Para llevar adelante el trabajo, faltaba el auspicio. Faltaba también la presencia viva de un interlocutor. De reciente publicación, un libro de Ambrosio Fornet sobre cien años de cine destaca, en la estrategia diseñada por el Icaic, la importancia concedida a la construcción de un interlocutor crítico, destinatario privilegiado de las obras que habrían de hacerse. Los aspirantes a cineastas necesitaban el respaldo de una industria, pero también de un receptor que dialogara con sus producciones.
La cultura se edifica a través de una dialéctica de mutuo reconocimiento. Para cumplir ese propósito, el cine móvil franqueó el valladar derivado de las amplias zonas de silencio todavía existentes en el país. Así, por primera vez, llegó a muchas zonas campesinas. Garantizó una política de exhibición en las salas de cine, donde se presentó una muestra plural de lo más valioso de la cinematografía de la época.
En la práctica concreta, los espectadores tuvieron que afrontar el desafío de la complejidad, desarrollaron su capacidad de lectura y su espíritu crítico con el apoyo de programas de divulgación del lenguaje cinematográfico transmitidos por la televisión. De esa manera, exploraron las tendencias de la cinematografía mundial, se acercaron masivamente al cine de nuestra América y se interesaron apasionadamente por la cinematografía nacional. De ese intercambio activo nacieron obras que se volvieron primero hacia la afirmación de la nacionalidad, sin dejar por ello de problematizar la realidad. En una etapa de progresiva institucionalización, se acentuó el acercamiento costumbrista a la contemporaneidad.
Camino similar siguieron las estrategias en torno al fomento de los hábitos de lectura. El triunfo de la Revolución, la Campaña de Alfabetización y la asunción consciente del destino de la nación despertaron un poderoso afán de reconocimiento. Al término del horario laboral, los trabajadores completaban su escolarización. De las imprentas nacionalizadas salían ediciones masivas de los clásicos de la literatura universal, donde no faltaron las obras maestras de la literatura norteamericana, pero que tuvieron en cuenta también, de acuerdo con un proyecto descolonizador, los escritores latinoamericanos y aquellos otros, entonces desconocidos, procedentes del continente africano.
Viví los tiempos de la soledad.

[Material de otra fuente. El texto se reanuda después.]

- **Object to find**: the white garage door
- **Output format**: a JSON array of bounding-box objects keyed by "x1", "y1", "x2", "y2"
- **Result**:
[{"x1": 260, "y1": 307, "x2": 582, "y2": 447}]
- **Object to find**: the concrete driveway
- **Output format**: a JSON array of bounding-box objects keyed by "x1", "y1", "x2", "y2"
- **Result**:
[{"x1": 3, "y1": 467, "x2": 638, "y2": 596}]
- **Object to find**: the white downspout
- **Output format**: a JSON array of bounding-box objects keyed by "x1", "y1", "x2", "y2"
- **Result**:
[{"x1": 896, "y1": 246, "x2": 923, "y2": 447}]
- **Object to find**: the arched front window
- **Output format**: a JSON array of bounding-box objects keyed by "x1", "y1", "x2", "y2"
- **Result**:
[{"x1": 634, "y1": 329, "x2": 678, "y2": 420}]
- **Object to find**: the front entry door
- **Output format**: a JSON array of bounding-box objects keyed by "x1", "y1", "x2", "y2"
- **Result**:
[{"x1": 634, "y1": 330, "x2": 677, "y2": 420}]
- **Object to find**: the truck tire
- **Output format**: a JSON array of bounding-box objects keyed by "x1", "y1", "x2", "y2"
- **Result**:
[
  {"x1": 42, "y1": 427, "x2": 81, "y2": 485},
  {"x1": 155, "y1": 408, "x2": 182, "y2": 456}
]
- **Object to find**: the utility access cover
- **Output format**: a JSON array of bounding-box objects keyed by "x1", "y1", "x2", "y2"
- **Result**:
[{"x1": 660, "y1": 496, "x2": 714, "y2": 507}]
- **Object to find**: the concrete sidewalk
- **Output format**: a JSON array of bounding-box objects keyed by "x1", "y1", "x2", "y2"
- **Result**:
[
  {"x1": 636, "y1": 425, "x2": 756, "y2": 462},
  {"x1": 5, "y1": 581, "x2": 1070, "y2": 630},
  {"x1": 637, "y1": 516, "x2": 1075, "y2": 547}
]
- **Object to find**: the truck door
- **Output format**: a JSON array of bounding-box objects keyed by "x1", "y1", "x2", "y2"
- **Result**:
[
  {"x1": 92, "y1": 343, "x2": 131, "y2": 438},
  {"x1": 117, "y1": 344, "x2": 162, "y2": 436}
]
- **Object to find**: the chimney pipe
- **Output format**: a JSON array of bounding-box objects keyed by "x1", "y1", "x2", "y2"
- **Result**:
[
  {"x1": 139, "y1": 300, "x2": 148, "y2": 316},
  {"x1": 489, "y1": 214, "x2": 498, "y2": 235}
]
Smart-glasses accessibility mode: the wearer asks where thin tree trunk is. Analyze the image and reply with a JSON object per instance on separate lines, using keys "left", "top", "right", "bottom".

La conocí en un hogar donde los artistas compartían las angustias del empecinamiento en seguir haciendo obra a pesar del silencio y la adversidad. Compartí con mis coetáneos la lectura de manuscritos que tan solo habrían de ver la luz después del triunfo de la Revolución y frecuenté los precarios cineclubes destinados a proseguir el aprendizaje, aunque se careciera de vías de realización inmediata.
Esa realidad era resultante de una República sumida en el subdesarrollo, vuelta de espalda a los grandes problemas de la educación y la cultura, inseparables la una de la otra. Era también, no lo sabíamos entonces, derivación última de la condición colonial, puesto que similar era la condición de un mundo que, a la vuelta de los ‘50 del pasado siglo, luchaba por alcanzar la plena soberanía.
Un día, el Quijote echó a andar por las calles y muchos fueron quienes por primera vez se apropiaron de un libro. De ahí que la esencia de la obra cultural de la Revolución haya consistido en construir un interlocutor para la creación artística. En ese contexto, los intelectuales encontraron su razón de ser y asumieron, como corresponde, su responsabilidad ante la sociedad.
En el camino no han faltado malentendidos, interferencias dogmáticas y tropiezos burocráticos. En las etapas más complejas, el diálogo ha permitido superar escollos, en el entendido común de que se trata, ante todo, de salvaguardar las conquistas de una Revolución asediada.
Territorio de la espiritualidad, la cultura es ancla de la nación. A ella nos debemos ante todo.